BAB
I
PENDAHULUAN
A.
Latar
Belakang
Ilmu fiqh yang merupakan panduan ubudiah para mukallaf selalu
berhadapan dengan kondisi dimana seorang mukallaf berada dan situasi yang
dihadapinya, dimana kondisi dan situasi tersebut dapat mempengaruhi
kemampuannya dalam melaksanakan hal-hal yang menjadi kewajibannya terutama
dalam hal ubudiah.
Mengenai situasi dan kondisi para mukallaf yang mendapatkan hambatan
dalam melaksanakan kewajiban ubudiyahnya, baik hambatan itu berasal dari
dirinya maupun luar dirinya, ushul fiqh mengatur konsep ketetapan dan keringanan
yang dikenal dengan istilah Azimah dan rukhshah. Makalah ini
berusaha memaparkan secara singkat tentang azimah dan rukhsoh tersebut.
B.
Rumusan
Masalah
1.
Apa
yang dimaksud ‘Azimah dan Rukhsah itu?
2.
Apa
saja macam-macam ‘azimah dan rukhsah itu?
BAB II
PEMBAHASAN
A.
PENGERTIAN ‘AZIMAH DAN RUKHSHAH
Para ahli ushul fiqh mendefinisikan ‘azimah dengan :
مَا شُرَ عَ
مِنَ اْﻷَ حْكَمِ الْكُلِّيَّةِ إِبْتِدَاءً
Artinya : “Hukum yang ditetapkan Allah pertama kali dalam bentuk
hukum-hukum umum.”
Kata-kata
“ditetapkan pertama kali” mengandung arti bahwa pada mulanya pembuat hukum
bermaksud menetapkan hukum taklifi kepada hamba. Hukum ini tidak
didahului oleh hukum lain. Seandainya ada hukum lain yang mendahuluinya, hukum
yang terdahulu itu tentu dinasakh dengan hukum yang datang belakangan. Dengan
demikian hukum ‘azimah ini berlaku sebagai hukum pemula dan sebagai
pengantar kepada kemaslahatan yang bersifat umum.

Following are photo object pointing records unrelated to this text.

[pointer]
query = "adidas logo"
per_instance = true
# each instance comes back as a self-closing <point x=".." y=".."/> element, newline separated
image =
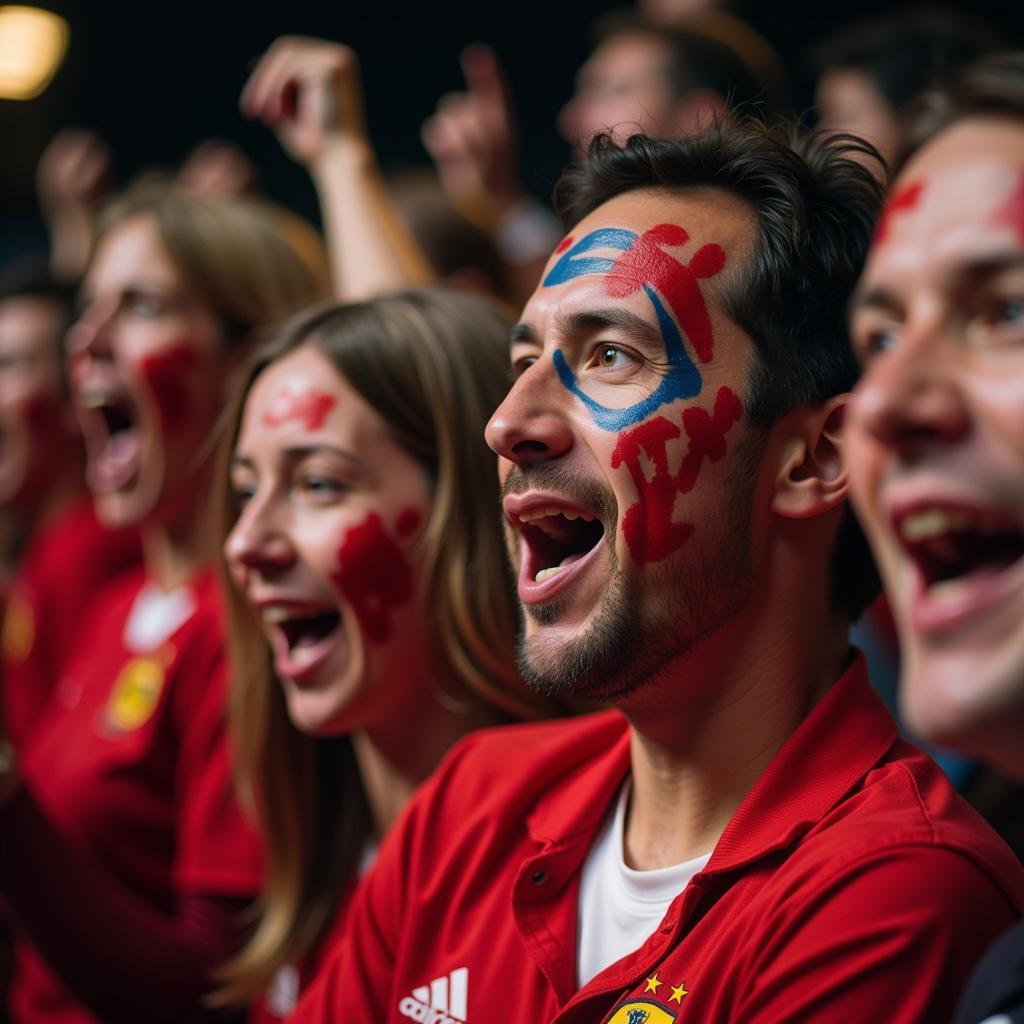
<point x="442" y="1001"/>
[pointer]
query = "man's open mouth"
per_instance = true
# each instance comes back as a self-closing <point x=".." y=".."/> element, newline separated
<point x="556" y="538"/>
<point x="954" y="548"/>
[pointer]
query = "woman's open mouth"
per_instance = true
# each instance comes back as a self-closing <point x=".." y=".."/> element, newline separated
<point x="113" y="438"/>
<point x="300" y="637"/>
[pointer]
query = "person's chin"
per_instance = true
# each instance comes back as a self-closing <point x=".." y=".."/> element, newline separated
<point x="962" y="696"/>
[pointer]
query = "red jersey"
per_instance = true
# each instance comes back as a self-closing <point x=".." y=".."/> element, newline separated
<point x="132" y="765"/>
<point x="852" y="884"/>
<point x="291" y="981"/>
<point x="66" y="562"/>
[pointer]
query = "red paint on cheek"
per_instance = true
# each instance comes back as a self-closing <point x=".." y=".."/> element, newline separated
<point x="1012" y="212"/>
<point x="646" y="263"/>
<point x="409" y="521"/>
<point x="168" y="377"/>
<point x="308" y="408"/>
<point x="903" y="200"/>
<point x="374" y="574"/>
<point x="650" y="531"/>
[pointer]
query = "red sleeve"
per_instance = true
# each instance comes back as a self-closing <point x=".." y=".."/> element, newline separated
<point x="895" y="937"/>
<point x="161" y="965"/>
<point x="218" y="849"/>
<point x="355" y="980"/>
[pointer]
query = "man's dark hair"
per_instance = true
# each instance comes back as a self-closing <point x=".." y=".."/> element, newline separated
<point x="30" y="278"/>
<point x="815" y="211"/>
<point x="992" y="87"/>
<point x="907" y="51"/>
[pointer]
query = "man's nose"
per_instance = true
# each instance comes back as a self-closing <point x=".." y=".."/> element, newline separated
<point x="531" y="424"/>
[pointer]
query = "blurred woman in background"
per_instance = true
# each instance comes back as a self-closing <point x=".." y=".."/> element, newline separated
<point x="122" y="851"/>
<point x="372" y="623"/>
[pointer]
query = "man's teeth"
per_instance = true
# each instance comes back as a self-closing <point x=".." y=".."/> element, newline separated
<point x="273" y="614"/>
<point x="934" y="522"/>
<point x="543" y="513"/>
<point x="947" y="589"/>
<point x="95" y="395"/>
<point x="546" y="573"/>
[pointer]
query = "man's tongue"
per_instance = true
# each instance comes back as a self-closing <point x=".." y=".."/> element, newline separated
<point x="564" y="563"/>
<point x="956" y="558"/>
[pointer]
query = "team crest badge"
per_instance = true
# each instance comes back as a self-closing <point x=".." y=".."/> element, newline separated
<point x="136" y="693"/>
<point x="642" y="1012"/>
<point x="18" y="630"/>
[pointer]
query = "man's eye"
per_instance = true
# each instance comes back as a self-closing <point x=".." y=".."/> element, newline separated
<point x="1009" y="311"/>
<point x="999" y="324"/>
<point x="612" y="357"/>
<point x="873" y="342"/>
<point x="241" y="495"/>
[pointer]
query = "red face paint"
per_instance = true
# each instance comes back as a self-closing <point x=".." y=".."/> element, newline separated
<point x="648" y="526"/>
<point x="308" y="408"/>
<point x="1012" y="212"/>
<point x="374" y="574"/>
<point x="902" y="201"/>
<point x="646" y="263"/>
<point x="168" y="376"/>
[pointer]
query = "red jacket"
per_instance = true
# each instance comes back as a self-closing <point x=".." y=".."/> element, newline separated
<point x="851" y="885"/>
<point x="132" y="765"/>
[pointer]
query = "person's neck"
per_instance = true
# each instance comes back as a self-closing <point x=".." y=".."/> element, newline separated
<point x="396" y="758"/>
<point x="705" y="732"/>
<point x="175" y="553"/>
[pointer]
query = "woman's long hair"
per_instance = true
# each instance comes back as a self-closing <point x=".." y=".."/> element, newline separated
<point x="433" y="365"/>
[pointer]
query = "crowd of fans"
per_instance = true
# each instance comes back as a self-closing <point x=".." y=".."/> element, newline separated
<point x="446" y="615"/>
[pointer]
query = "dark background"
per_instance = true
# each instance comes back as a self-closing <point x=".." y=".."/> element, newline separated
<point x="156" y="79"/>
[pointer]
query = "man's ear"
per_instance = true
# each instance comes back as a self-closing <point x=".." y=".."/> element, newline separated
<point x="812" y="477"/>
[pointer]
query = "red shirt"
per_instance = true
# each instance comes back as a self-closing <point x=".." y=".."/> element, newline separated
<point x="852" y="884"/>
<point x="131" y="764"/>
<point x="65" y="564"/>
<point x="290" y="982"/>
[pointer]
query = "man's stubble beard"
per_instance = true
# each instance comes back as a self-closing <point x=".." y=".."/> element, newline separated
<point x="626" y="646"/>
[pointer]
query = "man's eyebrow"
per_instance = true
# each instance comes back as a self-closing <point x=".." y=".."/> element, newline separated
<point x="972" y="269"/>
<point x="599" y="320"/>
<point x="521" y="332"/>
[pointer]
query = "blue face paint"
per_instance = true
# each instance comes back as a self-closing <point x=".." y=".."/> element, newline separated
<point x="682" y="380"/>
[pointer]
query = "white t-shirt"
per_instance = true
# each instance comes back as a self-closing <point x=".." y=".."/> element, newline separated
<point x="621" y="908"/>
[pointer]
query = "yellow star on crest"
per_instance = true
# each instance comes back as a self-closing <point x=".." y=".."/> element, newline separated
<point x="678" y="992"/>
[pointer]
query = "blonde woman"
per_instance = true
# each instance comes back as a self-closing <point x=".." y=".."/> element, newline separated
<point x="121" y="848"/>
<point x="372" y="623"/>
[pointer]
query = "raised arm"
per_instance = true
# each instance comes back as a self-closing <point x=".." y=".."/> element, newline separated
<point x="308" y="91"/>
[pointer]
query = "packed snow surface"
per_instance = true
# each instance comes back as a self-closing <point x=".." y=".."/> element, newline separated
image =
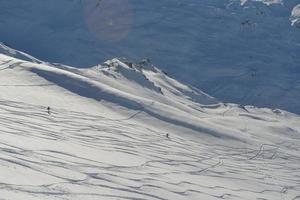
<point x="105" y="137"/>
<point x="245" y="52"/>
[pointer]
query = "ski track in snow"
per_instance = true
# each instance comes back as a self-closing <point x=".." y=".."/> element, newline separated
<point x="157" y="167"/>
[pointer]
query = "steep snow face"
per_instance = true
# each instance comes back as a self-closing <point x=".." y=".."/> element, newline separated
<point x="105" y="137"/>
<point x="244" y="54"/>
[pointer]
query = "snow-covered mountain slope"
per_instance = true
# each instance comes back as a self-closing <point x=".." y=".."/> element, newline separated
<point x="295" y="16"/>
<point x="238" y="51"/>
<point x="105" y="137"/>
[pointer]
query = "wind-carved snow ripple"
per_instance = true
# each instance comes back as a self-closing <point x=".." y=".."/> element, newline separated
<point x="73" y="155"/>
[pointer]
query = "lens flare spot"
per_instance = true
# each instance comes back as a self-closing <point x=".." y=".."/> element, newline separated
<point x="108" y="20"/>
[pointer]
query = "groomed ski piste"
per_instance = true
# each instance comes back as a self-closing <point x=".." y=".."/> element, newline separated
<point x="106" y="137"/>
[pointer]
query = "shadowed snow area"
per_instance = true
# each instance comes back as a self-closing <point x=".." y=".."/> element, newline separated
<point x="241" y="51"/>
<point x="105" y="137"/>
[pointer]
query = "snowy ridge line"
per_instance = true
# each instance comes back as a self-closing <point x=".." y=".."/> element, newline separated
<point x="104" y="137"/>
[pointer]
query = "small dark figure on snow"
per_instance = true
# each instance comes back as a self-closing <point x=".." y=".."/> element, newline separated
<point x="48" y="110"/>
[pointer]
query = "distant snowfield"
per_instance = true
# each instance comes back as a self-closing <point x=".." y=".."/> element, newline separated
<point x="268" y="2"/>
<point x="106" y="137"/>
<point x="295" y="16"/>
<point x="243" y="54"/>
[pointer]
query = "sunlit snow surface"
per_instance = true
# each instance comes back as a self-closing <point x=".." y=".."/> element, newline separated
<point x="106" y="137"/>
<point x="246" y="54"/>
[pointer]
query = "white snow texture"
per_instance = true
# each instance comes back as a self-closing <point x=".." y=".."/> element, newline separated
<point x="104" y="136"/>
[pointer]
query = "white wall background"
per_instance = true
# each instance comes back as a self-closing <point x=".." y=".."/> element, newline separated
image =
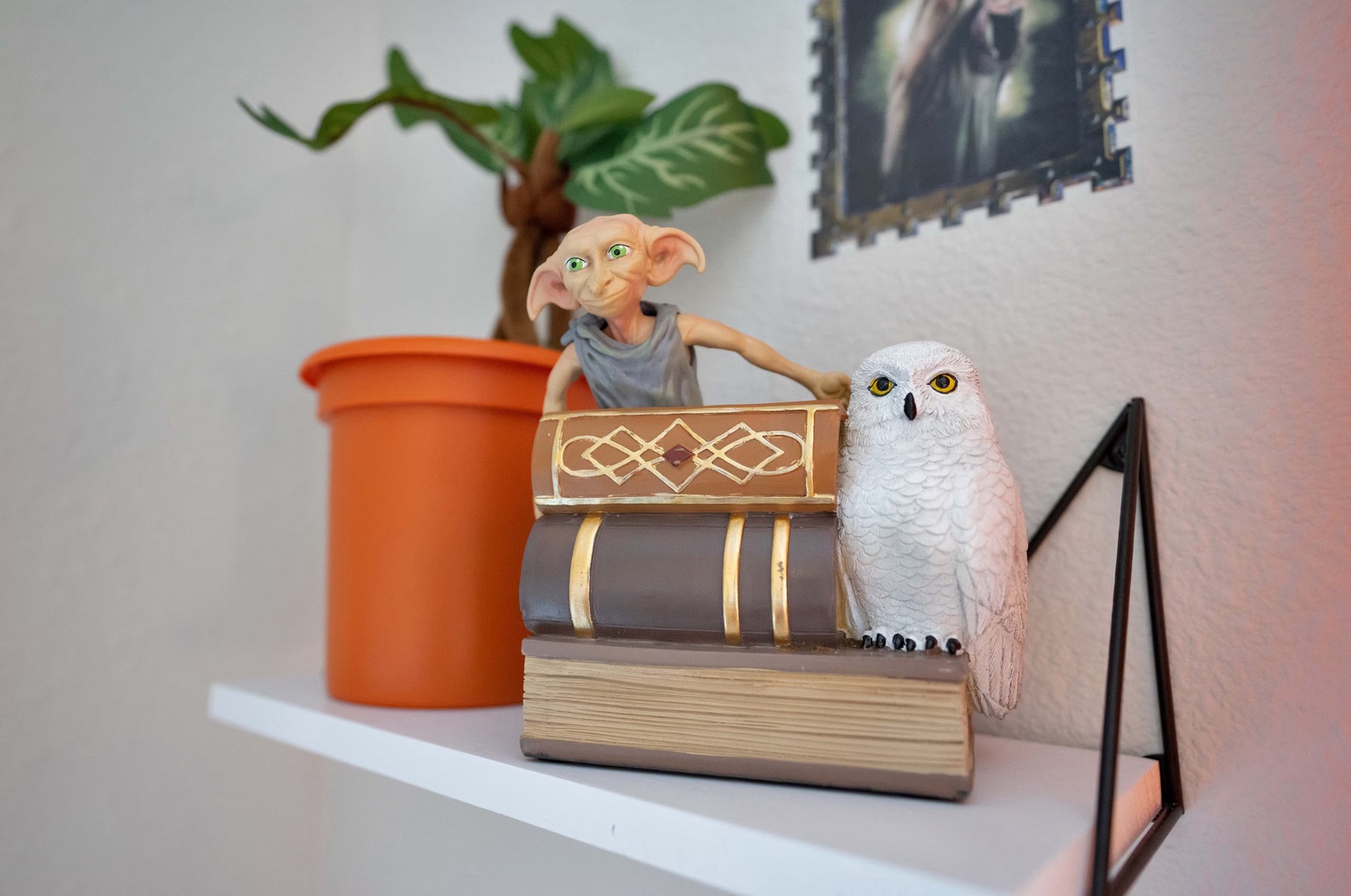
<point x="165" y="265"/>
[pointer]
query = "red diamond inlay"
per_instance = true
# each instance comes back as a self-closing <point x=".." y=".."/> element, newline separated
<point x="677" y="455"/>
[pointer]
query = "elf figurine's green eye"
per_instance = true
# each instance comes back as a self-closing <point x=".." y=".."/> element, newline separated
<point x="944" y="382"/>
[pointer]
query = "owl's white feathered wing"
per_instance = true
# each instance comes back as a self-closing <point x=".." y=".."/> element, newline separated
<point x="992" y="579"/>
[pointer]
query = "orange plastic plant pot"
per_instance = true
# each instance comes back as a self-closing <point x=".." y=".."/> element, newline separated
<point x="428" y="511"/>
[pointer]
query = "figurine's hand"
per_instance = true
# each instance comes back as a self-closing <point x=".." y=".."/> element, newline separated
<point x="832" y="387"/>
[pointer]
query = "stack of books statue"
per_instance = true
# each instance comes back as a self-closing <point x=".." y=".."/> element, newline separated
<point x="681" y="582"/>
<point x="681" y="591"/>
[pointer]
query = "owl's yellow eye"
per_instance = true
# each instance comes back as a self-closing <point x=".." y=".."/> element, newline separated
<point x="880" y="386"/>
<point x="944" y="382"/>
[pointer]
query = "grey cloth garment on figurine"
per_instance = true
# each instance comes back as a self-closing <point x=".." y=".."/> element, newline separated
<point x="656" y="373"/>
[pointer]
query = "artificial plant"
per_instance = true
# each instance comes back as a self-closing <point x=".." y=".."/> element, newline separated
<point x="576" y="137"/>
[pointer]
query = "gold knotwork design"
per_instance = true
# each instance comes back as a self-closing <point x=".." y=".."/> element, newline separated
<point x="708" y="455"/>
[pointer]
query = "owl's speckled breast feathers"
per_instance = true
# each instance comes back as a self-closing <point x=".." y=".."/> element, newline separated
<point x="933" y="538"/>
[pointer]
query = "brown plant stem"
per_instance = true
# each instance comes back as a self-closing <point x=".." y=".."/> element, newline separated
<point x="539" y="215"/>
<point x="507" y="158"/>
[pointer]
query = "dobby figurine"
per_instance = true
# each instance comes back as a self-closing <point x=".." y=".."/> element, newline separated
<point x="638" y="353"/>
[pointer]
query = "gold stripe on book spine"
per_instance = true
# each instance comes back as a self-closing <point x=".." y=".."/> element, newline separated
<point x="778" y="580"/>
<point x="578" y="580"/>
<point x="809" y="453"/>
<point x="733" y="579"/>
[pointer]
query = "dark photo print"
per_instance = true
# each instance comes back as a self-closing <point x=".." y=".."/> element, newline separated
<point x="934" y="107"/>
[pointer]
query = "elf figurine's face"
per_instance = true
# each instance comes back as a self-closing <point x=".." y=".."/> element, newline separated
<point x="608" y="262"/>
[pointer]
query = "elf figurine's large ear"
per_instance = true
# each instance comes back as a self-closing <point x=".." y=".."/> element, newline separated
<point x="546" y="285"/>
<point x="669" y="249"/>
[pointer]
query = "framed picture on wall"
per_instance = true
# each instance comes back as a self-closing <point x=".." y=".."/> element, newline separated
<point x="935" y="107"/>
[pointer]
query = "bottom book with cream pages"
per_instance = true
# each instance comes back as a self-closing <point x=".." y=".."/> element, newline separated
<point x="832" y="717"/>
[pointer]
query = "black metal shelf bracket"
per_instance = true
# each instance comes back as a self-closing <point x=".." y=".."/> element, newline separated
<point x="1125" y="449"/>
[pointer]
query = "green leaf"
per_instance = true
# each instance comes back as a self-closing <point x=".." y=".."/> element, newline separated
<point x="608" y="105"/>
<point x="554" y="56"/>
<point x="503" y="131"/>
<point x="566" y="66"/>
<point x="592" y="144"/>
<point x="773" y="131"/>
<point x="411" y="100"/>
<point x="701" y="144"/>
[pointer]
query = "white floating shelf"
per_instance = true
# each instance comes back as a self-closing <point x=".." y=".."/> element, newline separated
<point x="1026" y="827"/>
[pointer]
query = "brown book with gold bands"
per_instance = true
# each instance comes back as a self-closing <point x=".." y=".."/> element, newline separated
<point x="711" y="577"/>
<point x="766" y="457"/>
<point x="865" y="719"/>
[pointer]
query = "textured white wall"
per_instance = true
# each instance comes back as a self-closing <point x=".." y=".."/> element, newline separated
<point x="1215" y="287"/>
<point x="165" y="265"/>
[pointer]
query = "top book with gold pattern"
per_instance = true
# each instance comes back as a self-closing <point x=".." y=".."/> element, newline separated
<point x="735" y="459"/>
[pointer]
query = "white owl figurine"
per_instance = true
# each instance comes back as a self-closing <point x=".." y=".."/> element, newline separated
<point x="933" y="538"/>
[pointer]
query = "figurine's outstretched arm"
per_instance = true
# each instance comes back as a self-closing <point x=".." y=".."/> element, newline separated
<point x="711" y="334"/>
<point x="565" y="372"/>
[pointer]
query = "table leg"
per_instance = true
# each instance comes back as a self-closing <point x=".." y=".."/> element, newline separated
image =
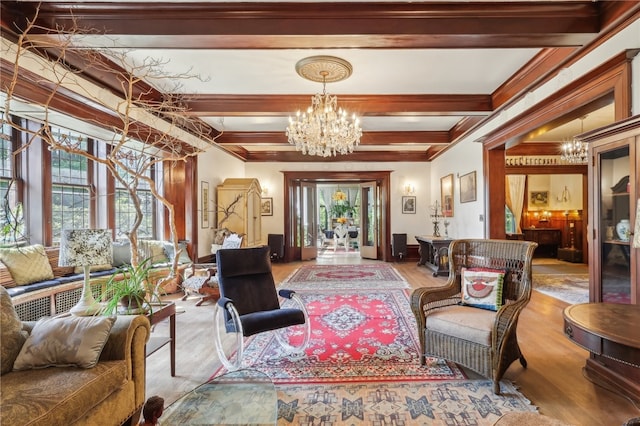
<point x="172" y="335"/>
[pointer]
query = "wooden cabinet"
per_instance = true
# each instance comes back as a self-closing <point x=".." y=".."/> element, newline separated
<point x="548" y="239"/>
<point x="238" y="202"/>
<point x="614" y="262"/>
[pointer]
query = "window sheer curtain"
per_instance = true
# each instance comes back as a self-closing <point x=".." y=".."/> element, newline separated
<point x="515" y="197"/>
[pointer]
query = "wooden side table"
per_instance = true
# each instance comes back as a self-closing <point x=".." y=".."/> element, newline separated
<point x="434" y="254"/>
<point x="609" y="331"/>
<point x="160" y="312"/>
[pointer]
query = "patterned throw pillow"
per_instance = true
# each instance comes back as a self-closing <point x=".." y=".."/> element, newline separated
<point x="482" y="287"/>
<point x="12" y="336"/>
<point x="65" y="341"/>
<point x="153" y="249"/>
<point x="27" y="264"/>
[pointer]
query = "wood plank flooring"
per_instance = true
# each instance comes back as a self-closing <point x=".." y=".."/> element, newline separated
<point x="553" y="380"/>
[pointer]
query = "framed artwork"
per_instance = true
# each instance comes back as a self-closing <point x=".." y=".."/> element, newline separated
<point x="204" y="204"/>
<point x="409" y="204"/>
<point x="468" y="187"/>
<point x="266" y="206"/>
<point x="446" y="194"/>
<point x="539" y="199"/>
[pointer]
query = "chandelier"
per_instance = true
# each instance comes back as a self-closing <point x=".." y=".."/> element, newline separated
<point x="324" y="129"/>
<point x="575" y="151"/>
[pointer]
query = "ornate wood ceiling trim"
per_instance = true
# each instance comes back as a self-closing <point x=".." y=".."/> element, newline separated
<point x="363" y="105"/>
<point x="374" y="25"/>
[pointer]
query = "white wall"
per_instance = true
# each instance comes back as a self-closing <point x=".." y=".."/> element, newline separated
<point x="214" y="166"/>
<point x="460" y="160"/>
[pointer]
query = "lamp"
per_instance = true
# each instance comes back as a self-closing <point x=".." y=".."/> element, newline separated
<point x="324" y="130"/>
<point x="85" y="247"/>
<point x="575" y="151"/>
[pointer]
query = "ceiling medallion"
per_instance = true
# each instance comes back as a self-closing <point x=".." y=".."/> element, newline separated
<point x="324" y="129"/>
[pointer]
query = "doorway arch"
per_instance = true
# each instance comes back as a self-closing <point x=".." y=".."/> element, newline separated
<point x="292" y="183"/>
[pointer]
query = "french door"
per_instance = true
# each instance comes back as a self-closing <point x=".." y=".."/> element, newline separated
<point x="370" y="218"/>
<point x="309" y="220"/>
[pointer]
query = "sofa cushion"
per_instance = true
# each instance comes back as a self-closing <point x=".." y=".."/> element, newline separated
<point x="27" y="264"/>
<point x="93" y="268"/>
<point x="184" y="256"/>
<point x="12" y="337"/>
<point x="58" y="396"/>
<point x="65" y="340"/>
<point x="482" y="287"/>
<point x="464" y="322"/>
<point x="121" y="253"/>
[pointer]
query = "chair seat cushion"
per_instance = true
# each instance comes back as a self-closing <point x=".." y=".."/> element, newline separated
<point x="257" y="322"/>
<point x="464" y="322"/>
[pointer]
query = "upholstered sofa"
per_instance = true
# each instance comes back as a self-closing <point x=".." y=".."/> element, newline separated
<point x="110" y="392"/>
<point x="39" y="287"/>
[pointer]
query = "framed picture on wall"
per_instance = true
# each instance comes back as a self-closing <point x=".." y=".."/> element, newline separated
<point x="409" y="204"/>
<point x="204" y="204"/>
<point x="446" y="194"/>
<point x="266" y="206"/>
<point x="468" y="187"/>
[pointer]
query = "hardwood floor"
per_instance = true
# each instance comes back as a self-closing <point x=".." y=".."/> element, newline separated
<point x="553" y="380"/>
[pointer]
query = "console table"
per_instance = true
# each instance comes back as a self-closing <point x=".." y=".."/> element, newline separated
<point x="609" y="332"/>
<point x="434" y="253"/>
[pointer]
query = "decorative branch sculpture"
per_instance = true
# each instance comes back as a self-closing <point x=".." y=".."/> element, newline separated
<point x="148" y="129"/>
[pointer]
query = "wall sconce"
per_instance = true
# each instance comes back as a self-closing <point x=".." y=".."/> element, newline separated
<point x="409" y="189"/>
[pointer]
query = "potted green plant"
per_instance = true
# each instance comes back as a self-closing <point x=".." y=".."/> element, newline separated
<point x="126" y="291"/>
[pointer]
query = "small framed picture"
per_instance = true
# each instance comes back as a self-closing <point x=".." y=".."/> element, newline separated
<point x="266" y="206"/>
<point x="468" y="187"/>
<point x="446" y="194"/>
<point x="409" y="204"/>
<point x="204" y="204"/>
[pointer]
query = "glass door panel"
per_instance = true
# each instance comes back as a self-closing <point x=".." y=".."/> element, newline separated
<point x="614" y="227"/>
<point x="369" y="219"/>
<point x="309" y="222"/>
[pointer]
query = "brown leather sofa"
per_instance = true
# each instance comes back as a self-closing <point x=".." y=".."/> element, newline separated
<point x="111" y="393"/>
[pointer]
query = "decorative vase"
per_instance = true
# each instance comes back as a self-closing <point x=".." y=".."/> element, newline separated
<point x="610" y="233"/>
<point x="623" y="228"/>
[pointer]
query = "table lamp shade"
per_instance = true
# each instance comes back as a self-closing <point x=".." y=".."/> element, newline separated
<point x="85" y="247"/>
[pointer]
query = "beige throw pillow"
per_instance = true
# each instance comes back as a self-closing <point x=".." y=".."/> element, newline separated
<point x="12" y="336"/>
<point x="64" y="341"/>
<point x="27" y="264"/>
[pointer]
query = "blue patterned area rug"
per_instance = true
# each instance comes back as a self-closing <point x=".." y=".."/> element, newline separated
<point x="463" y="402"/>
<point x="570" y="288"/>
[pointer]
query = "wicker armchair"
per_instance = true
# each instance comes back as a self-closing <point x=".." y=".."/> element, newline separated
<point x="489" y="351"/>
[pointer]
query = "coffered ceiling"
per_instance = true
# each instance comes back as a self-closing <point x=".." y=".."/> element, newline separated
<point x="424" y="72"/>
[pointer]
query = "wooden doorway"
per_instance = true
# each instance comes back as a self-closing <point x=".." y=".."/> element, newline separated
<point x="293" y="182"/>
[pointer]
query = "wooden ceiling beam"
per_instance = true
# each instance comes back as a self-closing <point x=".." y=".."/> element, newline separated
<point x="362" y="105"/>
<point x="253" y="25"/>
<point x="356" y="156"/>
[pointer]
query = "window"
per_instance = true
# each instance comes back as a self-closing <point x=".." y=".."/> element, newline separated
<point x="125" y="211"/>
<point x="70" y="185"/>
<point x="11" y="218"/>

Kata-kata “hukum-hukum kuliyah (umum)” di sini mengandung arti berlaku
untuk semua mukallaf dan tidak ditentukan untuk sebagian mukallaf atau semua
mukallaf dalam semua situasi dan kondisi. Begitu pula kewajiban zakat,
puasa, haji, dan kewajiban lainnya.
Dengan demikian hukum ‘azimah adalah hukum yang telah
disyariatkan oleh Allah secara umum sejak semula yang tidak terbatas kepada
keadaan tertentu dan pada perorangan (mukallaf) tertentu.[1])
Shalat lima waktu diwajibkan atas segenap orang disegenap waktu dan
keadaan, asal saja orang itu masih dipandang cukup kuat untuk mengerjakannya.
Hukum wajib shalat lima waktu itu yang dimaksud ‘azimah.
Sedangkan tentang rukhshah ialah :
اَلْحُكْمُ الثَّابِتُ عَلَى خِلَافِ الدَّلِيْلِ لِعًُذْرٍ
“Hukum yang ditetapkan
berbeda dengan dalil, karena adanya uzur”
Kata-kata
“hukum” merupakan jenis dalam definisi yang mencakup semua bentuk hukum.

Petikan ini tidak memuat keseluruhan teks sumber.